The Company Manager and Affiliation to a Social Insurance Fund for Self-Employed Persons

Belgian employment law has no specific rules applicable to company managers. As the Brussels Labour Court stated in a judgment issued on 19 April 2007, "Belgian employment law is characterised by a binary distinction between employees and self-employed persons". Although no definition is provided for by law, a company manager can be considered any person entrusted with the power to manage and represent a company. Hence, the company manager is a person to whom authority is delegated by the company.

Regardless of whether the company manager is a director, managing director, daily manager or the holder of a specific power of attorney, this individual is, in principle, a self-employed person who is legally independent of the company. This principle arises from Article 3 §1(4) of Royal Decree No. 38 on the status of self-employed persons, pursuant to which a person entrusted with a delegation of authority within a company or association, and who is liable for Belgian company tax or Belgian non-resident tax, is presumed to exercise a professional activity as a self-employed person in Belgium. Consequently, the company manager is obliged to be affiliated to a social insurance fund for self-employed persons.
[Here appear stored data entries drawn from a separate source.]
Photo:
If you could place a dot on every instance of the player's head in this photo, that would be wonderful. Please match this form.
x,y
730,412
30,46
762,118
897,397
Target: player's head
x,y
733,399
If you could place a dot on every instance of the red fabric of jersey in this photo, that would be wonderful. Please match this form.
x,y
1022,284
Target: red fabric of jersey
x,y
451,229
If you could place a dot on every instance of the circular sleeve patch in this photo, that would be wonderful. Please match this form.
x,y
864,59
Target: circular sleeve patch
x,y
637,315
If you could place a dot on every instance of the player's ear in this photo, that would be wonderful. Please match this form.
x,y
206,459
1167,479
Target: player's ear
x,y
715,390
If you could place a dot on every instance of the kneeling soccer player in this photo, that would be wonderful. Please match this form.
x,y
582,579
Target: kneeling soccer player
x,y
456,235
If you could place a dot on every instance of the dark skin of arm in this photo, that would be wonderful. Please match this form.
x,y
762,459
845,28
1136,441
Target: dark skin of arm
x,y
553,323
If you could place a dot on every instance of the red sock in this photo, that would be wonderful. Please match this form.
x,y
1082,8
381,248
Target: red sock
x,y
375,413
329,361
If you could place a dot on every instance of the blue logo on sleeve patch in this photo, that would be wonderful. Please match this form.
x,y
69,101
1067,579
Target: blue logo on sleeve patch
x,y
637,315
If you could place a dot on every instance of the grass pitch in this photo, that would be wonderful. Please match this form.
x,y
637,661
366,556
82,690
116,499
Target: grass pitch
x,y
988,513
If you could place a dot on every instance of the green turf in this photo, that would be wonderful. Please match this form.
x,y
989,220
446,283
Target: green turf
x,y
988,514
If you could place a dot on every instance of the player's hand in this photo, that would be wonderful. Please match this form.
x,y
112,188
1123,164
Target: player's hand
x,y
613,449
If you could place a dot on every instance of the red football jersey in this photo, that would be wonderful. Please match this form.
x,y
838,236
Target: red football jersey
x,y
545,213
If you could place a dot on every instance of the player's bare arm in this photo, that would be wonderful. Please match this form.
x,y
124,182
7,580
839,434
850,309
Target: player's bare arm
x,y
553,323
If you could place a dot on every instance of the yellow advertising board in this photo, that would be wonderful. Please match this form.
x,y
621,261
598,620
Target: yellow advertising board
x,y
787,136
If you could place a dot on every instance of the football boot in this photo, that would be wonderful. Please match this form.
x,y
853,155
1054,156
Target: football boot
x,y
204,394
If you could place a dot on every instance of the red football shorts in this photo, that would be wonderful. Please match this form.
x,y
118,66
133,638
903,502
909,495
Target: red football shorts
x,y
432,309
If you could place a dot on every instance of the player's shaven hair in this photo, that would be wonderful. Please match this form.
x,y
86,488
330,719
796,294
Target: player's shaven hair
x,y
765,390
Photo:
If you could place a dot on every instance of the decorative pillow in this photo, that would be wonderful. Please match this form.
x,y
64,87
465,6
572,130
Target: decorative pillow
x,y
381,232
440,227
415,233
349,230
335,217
However, it is possible for the manager to challenge the abovementioned presumption of self-employed status and consequently to object to the requirement of affiliation to a social insurance fund for self-employed persons. This possibility has existed since the Constitutional Court, in a judgment rendered on 3 November 2004, declared that the irrefutable nature of the presumption established by royal decree is discriminatory.
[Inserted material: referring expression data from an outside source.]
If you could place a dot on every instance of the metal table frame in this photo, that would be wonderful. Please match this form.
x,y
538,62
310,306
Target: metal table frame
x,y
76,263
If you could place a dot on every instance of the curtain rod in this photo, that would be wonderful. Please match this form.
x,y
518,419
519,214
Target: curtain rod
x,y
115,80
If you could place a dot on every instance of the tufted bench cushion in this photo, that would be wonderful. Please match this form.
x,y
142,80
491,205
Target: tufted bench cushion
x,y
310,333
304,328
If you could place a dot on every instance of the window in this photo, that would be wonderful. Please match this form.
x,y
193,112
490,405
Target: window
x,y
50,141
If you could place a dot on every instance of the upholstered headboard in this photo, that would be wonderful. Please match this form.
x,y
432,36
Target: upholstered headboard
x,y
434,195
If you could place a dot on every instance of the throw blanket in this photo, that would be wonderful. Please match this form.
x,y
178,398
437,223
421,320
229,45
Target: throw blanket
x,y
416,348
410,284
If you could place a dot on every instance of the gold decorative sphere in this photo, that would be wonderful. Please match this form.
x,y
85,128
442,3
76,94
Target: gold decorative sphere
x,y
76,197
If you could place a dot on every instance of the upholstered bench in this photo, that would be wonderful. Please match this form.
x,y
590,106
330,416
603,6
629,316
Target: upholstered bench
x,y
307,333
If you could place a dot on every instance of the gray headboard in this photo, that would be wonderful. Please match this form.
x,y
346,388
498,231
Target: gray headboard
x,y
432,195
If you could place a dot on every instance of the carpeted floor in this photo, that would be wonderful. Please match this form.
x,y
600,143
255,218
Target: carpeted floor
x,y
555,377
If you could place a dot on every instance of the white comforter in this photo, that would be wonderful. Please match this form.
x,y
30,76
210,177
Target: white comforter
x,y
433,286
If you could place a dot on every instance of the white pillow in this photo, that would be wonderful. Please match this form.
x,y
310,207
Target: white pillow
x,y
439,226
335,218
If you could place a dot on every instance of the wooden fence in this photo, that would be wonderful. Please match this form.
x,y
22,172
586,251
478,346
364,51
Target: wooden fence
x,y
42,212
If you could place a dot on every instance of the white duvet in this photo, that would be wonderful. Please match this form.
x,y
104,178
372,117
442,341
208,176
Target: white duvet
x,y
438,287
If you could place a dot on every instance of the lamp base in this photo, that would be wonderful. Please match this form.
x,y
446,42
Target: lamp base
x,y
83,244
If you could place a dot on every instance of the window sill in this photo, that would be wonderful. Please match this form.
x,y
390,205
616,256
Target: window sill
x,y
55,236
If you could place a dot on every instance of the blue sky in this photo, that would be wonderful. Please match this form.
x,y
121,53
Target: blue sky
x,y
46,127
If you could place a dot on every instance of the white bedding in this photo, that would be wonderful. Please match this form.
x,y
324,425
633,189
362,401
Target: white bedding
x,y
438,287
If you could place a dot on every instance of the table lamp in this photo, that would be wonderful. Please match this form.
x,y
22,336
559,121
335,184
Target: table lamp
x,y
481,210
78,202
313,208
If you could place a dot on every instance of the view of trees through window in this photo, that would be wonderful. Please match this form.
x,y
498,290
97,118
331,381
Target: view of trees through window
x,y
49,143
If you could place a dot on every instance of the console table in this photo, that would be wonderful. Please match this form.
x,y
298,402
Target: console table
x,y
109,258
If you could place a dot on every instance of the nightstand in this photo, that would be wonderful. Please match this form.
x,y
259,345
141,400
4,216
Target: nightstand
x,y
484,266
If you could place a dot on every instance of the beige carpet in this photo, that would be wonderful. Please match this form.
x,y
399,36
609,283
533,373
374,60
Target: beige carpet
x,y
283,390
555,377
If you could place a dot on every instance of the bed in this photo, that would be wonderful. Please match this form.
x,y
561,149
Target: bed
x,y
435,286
In order to be released from the affiliation obligation, the company manager must provide the National Institute for Social Security of Self-employed Persons (NISSE) with proof that the delegation of authority is performed without remuneration, both in fact and in law. In practice, this means that neither the company's articles of association nor its management organ can provide that the delegation of authority is remunerated and this formal arrangement may not be contradicted by the facts.